OpenFlow is currently based around applying routes for persistent flows yet this doesn't have to be that way. Telecoms services allowed calls (flows) to change their route based on conditions (end-point was busy so forward to voice-mail) or actions such as “I'll forward your call onto xyz as they can help you”. Doing the same in the IP has some challenges since TCP assumes that endpoints remain constant and have state information but there's nothing stopping this model for UDP traffic sources or future protocols. It's probably easier to adopt redirection approaches for TCP.
It is not clear what SDN based applications and services will emerge yet it is clear that this base functionality will simplify the creation of innovative new services.
Telecom may seem old world but it has continued to move forward, particularly in the mobile space. Today's mobile networks are IP based with specialist boxes to overcome the limitations of IP eg GSNs for mobility functions. The latest generation is adopting a key element called a PCRF (Policy Control Function) which manages the service level and privileges at a user level. These parallel worlds can learn from each other!
So back to selling SDN. Today the message is one of flexibility and cost. It's hard to sell these application layer services when we don't yet know what they will be or the value they deliver. If the customer values on the fly network provisioning and dimensioning then there is real value which can be sold. It's feasible to randomly wire an OpenFlow network and it will sort it out. Today's legacy IP networks struggle. The types of customers that would value this dynamic network provisioning are cloud providers or companies with large constantly changing data centres.
Customers that place a high value on service availability and up-time would also value OpenFlow. Many IP boxes have found their way into the traffic path creating long serial service chains. When there are lots of boxes in a chain there is more chance of a service outage if one fails and more chance for unexpected interactions between boxes. Examples of these boxes are firewalls, load balancers, deep packet inspection. Generally these boxes are control functions.

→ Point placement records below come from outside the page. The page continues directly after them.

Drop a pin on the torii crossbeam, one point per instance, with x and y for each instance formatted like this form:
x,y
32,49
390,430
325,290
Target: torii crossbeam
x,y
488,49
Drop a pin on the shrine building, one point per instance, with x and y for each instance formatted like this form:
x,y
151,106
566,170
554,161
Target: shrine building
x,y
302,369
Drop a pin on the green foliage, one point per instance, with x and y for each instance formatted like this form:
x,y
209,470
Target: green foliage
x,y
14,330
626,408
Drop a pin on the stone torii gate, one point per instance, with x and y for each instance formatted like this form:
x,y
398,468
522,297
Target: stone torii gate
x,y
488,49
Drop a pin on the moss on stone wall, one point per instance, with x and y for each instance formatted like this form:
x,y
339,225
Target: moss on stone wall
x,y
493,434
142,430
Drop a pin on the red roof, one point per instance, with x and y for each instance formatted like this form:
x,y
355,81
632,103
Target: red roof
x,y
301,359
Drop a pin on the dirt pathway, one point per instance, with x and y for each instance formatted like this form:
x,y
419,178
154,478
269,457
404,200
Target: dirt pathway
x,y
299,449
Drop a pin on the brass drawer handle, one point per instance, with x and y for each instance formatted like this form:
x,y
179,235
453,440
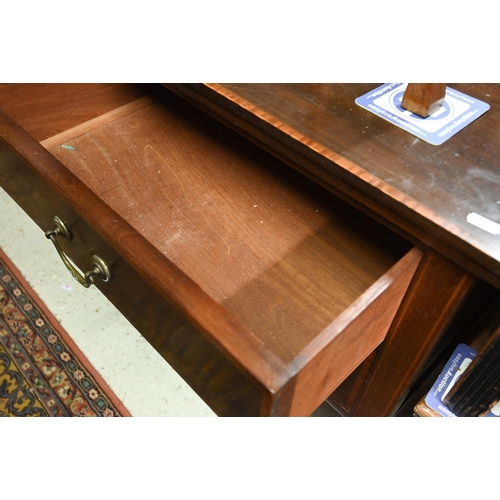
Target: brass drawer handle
x,y
99,267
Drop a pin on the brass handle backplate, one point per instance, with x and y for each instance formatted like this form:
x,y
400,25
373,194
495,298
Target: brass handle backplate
x,y
99,267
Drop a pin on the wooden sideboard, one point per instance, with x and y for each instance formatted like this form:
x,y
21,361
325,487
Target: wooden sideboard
x,y
274,243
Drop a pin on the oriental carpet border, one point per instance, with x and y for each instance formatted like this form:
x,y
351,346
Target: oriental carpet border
x,y
42,371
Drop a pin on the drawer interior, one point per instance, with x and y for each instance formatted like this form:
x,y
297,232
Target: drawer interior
x,y
280,253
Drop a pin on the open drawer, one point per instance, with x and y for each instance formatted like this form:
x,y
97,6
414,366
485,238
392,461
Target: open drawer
x,y
261,289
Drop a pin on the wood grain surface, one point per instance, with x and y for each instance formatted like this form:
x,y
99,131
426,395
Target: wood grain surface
x,y
426,191
255,235
241,272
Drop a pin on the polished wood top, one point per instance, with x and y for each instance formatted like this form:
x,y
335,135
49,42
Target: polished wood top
x,y
426,191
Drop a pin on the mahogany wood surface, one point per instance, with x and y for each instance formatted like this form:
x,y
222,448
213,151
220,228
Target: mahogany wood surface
x,y
46,109
304,231
423,191
434,297
253,234
207,346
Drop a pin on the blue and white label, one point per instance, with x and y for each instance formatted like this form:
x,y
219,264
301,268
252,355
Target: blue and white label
x,y
456,112
454,368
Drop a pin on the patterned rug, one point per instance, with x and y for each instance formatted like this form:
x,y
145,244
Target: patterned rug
x,y
42,371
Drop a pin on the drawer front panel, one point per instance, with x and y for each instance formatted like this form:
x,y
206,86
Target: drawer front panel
x,y
218,381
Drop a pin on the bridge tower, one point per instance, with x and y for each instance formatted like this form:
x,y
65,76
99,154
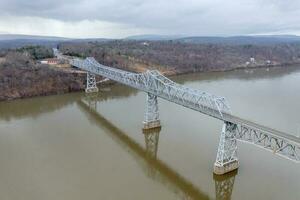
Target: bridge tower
x,y
91,84
151,119
224,185
227,151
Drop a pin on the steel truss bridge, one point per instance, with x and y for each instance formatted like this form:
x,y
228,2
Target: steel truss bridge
x,y
234,128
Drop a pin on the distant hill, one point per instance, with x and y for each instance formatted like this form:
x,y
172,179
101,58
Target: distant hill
x,y
153,37
16,41
29,37
233,40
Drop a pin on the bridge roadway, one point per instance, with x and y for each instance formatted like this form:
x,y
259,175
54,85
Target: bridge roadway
x,y
154,83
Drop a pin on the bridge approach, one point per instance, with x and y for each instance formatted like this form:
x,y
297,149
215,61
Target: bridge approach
x,y
234,128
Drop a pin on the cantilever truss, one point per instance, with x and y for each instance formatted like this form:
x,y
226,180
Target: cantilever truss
x,y
281,145
158,85
227,150
91,85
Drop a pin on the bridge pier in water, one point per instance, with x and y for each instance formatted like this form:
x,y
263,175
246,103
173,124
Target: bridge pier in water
x,y
151,119
227,160
91,84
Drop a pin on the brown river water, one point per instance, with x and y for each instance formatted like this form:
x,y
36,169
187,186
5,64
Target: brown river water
x,y
57,148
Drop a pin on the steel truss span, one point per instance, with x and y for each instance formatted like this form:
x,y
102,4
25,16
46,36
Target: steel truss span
x,y
235,128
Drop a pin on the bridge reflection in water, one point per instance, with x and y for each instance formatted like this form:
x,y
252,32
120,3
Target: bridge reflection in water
x,y
146,156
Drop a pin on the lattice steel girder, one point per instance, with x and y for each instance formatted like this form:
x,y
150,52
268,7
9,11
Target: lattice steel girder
x,y
276,144
155,83
91,85
227,149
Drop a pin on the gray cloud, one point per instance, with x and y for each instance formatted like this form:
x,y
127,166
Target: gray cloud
x,y
190,17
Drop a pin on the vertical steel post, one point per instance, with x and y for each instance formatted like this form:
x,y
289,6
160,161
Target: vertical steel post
x,y
227,151
151,119
91,85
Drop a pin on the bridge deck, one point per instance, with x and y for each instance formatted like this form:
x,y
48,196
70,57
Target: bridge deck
x,y
153,82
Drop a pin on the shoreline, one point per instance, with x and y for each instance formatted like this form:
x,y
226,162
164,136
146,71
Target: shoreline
x,y
169,75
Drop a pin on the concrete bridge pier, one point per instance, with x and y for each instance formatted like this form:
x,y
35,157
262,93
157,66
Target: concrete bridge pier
x,y
151,119
227,160
224,185
91,84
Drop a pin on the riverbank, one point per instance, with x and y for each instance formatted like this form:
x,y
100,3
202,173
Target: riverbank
x,y
44,80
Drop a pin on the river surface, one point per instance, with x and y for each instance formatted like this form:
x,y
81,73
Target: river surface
x,y
58,148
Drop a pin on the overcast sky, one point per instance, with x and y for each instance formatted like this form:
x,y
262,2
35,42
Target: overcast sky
x,y
121,18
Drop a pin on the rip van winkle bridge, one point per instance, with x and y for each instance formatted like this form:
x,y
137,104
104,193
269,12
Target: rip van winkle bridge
x,y
234,127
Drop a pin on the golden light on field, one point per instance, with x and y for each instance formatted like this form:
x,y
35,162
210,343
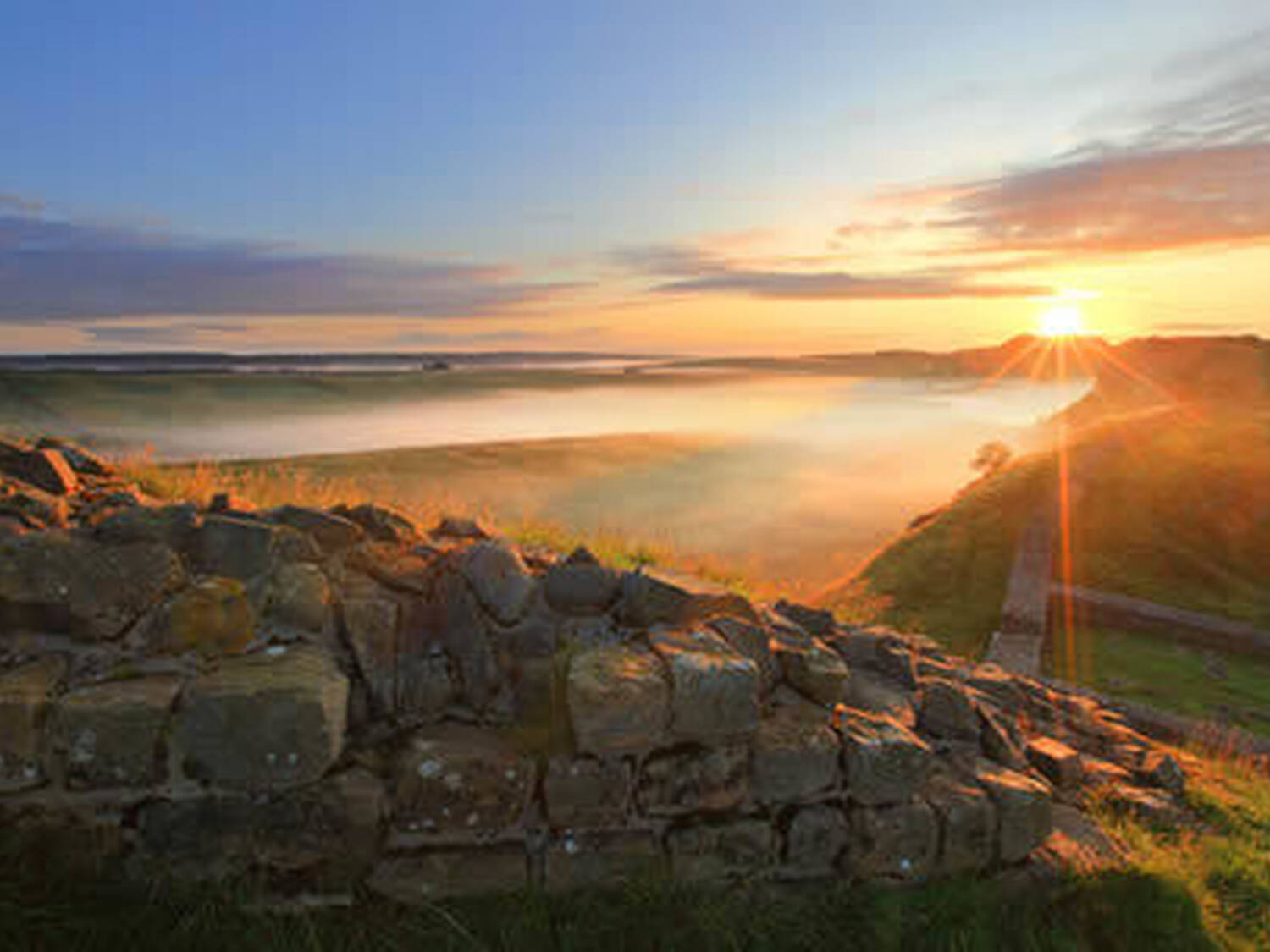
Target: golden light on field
x,y
1061,322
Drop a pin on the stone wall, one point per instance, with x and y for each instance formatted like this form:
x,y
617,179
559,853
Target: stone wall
x,y
333,697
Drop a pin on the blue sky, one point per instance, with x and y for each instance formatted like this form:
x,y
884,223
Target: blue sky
x,y
436,167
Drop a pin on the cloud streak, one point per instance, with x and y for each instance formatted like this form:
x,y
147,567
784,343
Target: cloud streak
x,y
65,269
1196,173
693,271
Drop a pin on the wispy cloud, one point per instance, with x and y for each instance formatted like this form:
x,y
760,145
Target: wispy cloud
x,y
693,271
1122,202
53,269
1195,172
841,286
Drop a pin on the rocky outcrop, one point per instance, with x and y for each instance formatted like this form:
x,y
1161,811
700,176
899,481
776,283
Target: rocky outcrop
x,y
337,697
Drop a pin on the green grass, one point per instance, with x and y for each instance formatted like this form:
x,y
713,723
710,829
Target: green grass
x,y
1124,911
947,576
1201,886
1171,507
1160,670
475,482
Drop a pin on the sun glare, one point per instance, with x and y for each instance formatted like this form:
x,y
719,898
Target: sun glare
x,y
1061,322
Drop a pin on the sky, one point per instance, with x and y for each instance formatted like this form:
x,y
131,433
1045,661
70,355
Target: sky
x,y
700,177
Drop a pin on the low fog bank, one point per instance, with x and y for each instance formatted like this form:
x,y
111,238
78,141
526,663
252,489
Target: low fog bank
x,y
792,479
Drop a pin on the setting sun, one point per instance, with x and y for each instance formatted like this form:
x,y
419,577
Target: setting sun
x,y
1061,322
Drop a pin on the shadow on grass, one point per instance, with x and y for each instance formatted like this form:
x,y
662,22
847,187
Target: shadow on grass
x,y
45,908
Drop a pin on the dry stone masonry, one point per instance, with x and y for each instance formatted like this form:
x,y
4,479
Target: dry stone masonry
x,y
334,698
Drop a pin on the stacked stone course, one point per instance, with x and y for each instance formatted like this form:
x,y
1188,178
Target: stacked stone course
x,y
333,697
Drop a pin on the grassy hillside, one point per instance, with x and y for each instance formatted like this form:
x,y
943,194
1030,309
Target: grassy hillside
x,y
947,576
1173,507
1206,886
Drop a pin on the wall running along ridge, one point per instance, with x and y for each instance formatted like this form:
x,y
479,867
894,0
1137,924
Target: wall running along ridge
x,y
332,698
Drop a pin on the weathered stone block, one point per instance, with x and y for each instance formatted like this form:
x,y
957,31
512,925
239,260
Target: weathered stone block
x,y
498,578
455,779
601,860
300,597
173,526
814,842
464,632
1024,810
1057,761
422,878
380,523
107,735
23,706
658,597
732,850
893,840
235,548
581,586
886,762
332,532
329,832
43,469
693,779
371,624
817,621
619,700
751,640
213,617
794,756
586,792
947,711
1161,769
261,721
61,581
968,825
812,668
1001,740
714,690
871,692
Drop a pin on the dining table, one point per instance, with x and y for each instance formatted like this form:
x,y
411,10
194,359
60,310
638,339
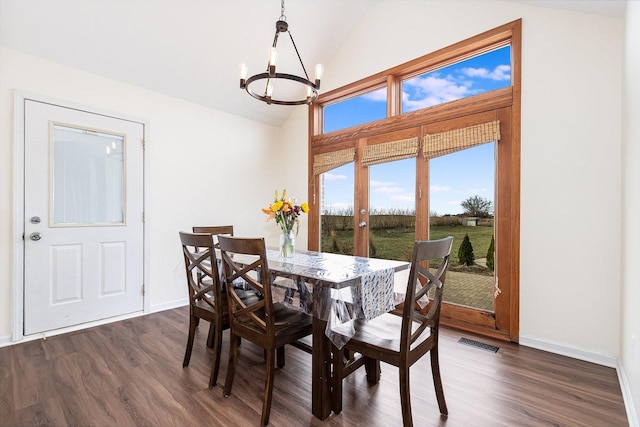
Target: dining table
x,y
335,288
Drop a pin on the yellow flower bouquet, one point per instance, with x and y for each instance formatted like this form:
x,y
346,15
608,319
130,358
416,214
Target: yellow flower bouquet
x,y
286,212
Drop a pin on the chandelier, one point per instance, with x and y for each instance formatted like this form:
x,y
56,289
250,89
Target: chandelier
x,y
304,91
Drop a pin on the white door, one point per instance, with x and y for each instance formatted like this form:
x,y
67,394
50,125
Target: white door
x,y
83,225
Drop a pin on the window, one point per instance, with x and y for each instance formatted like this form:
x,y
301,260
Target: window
x,y
465,115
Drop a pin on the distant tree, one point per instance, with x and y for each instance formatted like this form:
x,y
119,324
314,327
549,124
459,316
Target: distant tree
x,y
490,255
477,206
465,252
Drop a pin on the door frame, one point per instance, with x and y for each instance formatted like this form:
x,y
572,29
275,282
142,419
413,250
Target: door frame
x,y
19,99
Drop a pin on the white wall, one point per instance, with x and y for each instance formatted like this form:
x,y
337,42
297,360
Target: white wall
x,y
203,165
571,142
630,332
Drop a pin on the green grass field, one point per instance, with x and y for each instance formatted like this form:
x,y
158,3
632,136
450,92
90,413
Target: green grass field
x,y
398,243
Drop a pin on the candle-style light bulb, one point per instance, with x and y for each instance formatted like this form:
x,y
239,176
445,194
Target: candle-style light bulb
x,y
244,72
273,56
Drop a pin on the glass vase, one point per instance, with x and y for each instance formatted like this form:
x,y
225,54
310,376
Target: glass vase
x,y
287,244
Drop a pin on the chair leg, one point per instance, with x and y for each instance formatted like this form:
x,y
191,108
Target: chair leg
x,y
217,348
336,379
231,368
280,357
212,335
405,396
437,380
268,387
372,367
193,322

It is rare that these types of boxes modify content in the payload. Usually they make a decision do I allows this or where should I send this. These are control functions. Occasionally there are boxes that modify payload for example content caches, content adaptation and maybe deliberate injection of jitter on VoIP calls! For the most part they are control functions so they can be moved into the control plane by OpenFlow. The end result is the data path becomes much shorter with fewer boxes which means higher reliability.
Today building fault tolerant IP networks is a challenge. Adding protection, redundancy and fail-over creates complexity. Complexity often leads to reduced availability so ironically the additional equipment built to provide resilience and higher availability can lead to reduced availability!
As the saying goes “every change has a consequence”. The consequence of simplifying the data path is the control layer potentially becomes more complex. The network has the potential for the network to become more fluid and dynamic. Particular services such as Video traffic, might request routing for low latency and therefore have a very different traffic path to web browsing. Sure the services get the best available performance for their needs but it creates a new problem for the operations staff when they want to trouble shoot an issue. Where was the traffic?
OpenFlow does allow traffic forwarding so the job of monitoring and troubleshooting can be assisted. Just like firewall vendors, if you're a probe vendors then watch out. OpenFlow is set to change your business!